Bu şema, kişinin kendini sürekli yetersiz ve başarısız hissetmesine neden olur. Çocukken sık sık eleştirilen veya başarıları küçümsenen kişilerde yaygındır.


Başarısızlık şeması olan biri:

-Ne kadar başarılı olursa olsun, hep daha fazlasını yapması gerektiğini düşünür.

-Kendini başkalarıyla kıyaslamaktan kendini alamaz: “Herkes benden daha iyi.”

-Başarılarını şansa bağlar: “Sadece denk geldi, yoksa ben yeterince iyi değilim.”

-Yeni şeyler denemekten korkar: “Başarısız olacağım, rezil olacağım.”


Örneğin, işinde başarılı olmasına rağmen sürekli “Bu iş için yeterince iyi değilim.” diye düşünen biri, bu şemanın etkisi altındadır.


İlişkilere etkisi:

Kendi değerini düşük gördüğü için, partnerinin de onu bir gün yetersiz bulacağına inanır. Bu da ilişkide kendini sürekli kanıtlama çabası içine sokar.


5. Boyun Eğicilik Şeması: “Kendi isteklerimi dile getirirsem sevilmem.”


Bu şema, kişinin kendi ihtiyaçlarını geri plana atarak, başkalarının isteklerine öncelik vermesine neden olur.


Boyun eğicilik şeması olan biri:

-Sürekli başkalarını mutlu etmeye çalışır.

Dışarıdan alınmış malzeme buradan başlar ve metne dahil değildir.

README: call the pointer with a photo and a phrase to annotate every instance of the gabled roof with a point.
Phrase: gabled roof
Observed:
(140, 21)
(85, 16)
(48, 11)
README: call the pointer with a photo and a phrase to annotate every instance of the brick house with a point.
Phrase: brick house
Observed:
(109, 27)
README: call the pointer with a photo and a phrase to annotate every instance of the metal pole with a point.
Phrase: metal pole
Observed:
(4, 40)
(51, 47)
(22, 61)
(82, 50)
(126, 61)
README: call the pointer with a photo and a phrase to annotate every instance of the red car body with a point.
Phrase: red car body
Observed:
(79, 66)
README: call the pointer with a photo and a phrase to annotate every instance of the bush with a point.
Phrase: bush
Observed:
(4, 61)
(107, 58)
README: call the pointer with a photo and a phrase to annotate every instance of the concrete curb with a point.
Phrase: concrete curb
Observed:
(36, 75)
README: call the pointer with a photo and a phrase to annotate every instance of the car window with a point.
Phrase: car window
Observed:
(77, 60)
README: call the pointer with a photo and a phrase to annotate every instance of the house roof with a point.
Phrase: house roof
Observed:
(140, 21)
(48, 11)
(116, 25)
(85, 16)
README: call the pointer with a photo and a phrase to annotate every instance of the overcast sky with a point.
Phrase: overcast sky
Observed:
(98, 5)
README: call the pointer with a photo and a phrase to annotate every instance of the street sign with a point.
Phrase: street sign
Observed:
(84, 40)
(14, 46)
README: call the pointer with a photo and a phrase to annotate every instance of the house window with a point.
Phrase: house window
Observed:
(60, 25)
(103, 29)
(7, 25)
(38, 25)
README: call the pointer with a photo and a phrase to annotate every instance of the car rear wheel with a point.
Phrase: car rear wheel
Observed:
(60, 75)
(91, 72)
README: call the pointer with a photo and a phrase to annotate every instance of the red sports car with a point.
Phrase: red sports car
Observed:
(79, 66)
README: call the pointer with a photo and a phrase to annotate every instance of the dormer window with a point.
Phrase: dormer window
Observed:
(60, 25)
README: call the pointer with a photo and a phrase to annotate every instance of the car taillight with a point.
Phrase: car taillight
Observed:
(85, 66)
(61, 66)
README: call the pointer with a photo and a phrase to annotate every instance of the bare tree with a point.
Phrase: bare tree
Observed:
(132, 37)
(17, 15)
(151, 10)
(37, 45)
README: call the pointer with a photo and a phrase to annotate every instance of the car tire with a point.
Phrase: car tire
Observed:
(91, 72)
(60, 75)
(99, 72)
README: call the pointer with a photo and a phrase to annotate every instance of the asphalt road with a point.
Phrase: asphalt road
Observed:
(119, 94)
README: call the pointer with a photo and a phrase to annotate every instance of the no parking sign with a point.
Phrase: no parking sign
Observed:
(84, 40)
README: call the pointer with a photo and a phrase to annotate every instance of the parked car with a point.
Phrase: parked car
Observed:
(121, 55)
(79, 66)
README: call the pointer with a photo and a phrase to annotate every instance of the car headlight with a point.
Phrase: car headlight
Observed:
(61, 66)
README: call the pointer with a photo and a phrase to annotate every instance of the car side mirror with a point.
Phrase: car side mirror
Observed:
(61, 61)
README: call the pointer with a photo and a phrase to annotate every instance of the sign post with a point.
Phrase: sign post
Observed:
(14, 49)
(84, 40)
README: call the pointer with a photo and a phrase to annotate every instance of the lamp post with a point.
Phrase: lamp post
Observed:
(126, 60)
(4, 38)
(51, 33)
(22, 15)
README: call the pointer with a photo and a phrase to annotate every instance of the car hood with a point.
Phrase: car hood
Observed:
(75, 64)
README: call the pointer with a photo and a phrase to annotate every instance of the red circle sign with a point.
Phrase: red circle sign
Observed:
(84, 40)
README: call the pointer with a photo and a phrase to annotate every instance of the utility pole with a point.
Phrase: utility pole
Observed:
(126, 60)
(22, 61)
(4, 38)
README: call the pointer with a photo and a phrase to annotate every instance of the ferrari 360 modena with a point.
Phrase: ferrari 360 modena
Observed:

-Kendi isteklerini dile getirmekten korkar.

-“Hayır” diyemez.

Zamanla içinde birikmiş bir öfke hisseder.


Örneğin, bir kişi partnerinin her istediğini yapıyor ama kendi isteklerini hiç dile getiremiyorsa, bu şema etkilidir.


İlişkilere etkisi:

Kendi sınırlarını koruyamadığı için zamanla ilişki içinde kendini tükenmiş hisseder.


Bu Şemalar Değiştirilebilir mi?


Evet, kesinlikle! Şemalar çocuklukta oluşur ama yetişkinlikte fark edilip değiştirilebilir. İlk adım, hangi şemanın sizi etkilediğini fark etmek. Yukarıdaki örneklerde kendinizi gördüyseniz, bu şemaların hayatınızı nasıl yönettiğini düşünün.


İkinci adım, bu inançların gerçeği ne kadar yansıttığını sorgulamak. Örneğin, terk edilme şeması olan biri gerçekten herkes tarafından terk mi ediliyor, yoksa bunu sadece böyle mi yorumluyor? Kusurluluk şeması olan biri gerçekten sevilmeyecek biri mi, yoksa bu sadece kendi zihnindeki bir hikâye mi?


Son adım ise, bu şemalara meydan okuyarak yeni deneyimler yaratmak. Eğer hep “Beni kimse anlamaz.” diye düşünüyorsanız, duygularınızı paylaşarak farklı bir deneyim yaşamayı deneyin. “İsteklerimi söylersem insanlar beni sevmez.” diyorsanız, ufak bir adım atarak kendi ihtiyaçlarınızı dile getirin ve insanların tepkisini gözlemleyin.


Hayat, öğrendiğimiz kalıpları fark ettiğimizde değişmeye başlar. Siz de bu şemaları fark edip onlara meydan okumaya başladığınızda, ilişkilerinizin ve kendinize bakışınızın dönüşmeye başladığını göreceksiniz. Unutmayın, şemalar güçlü olabilir ama siz daha güçlüsünüz!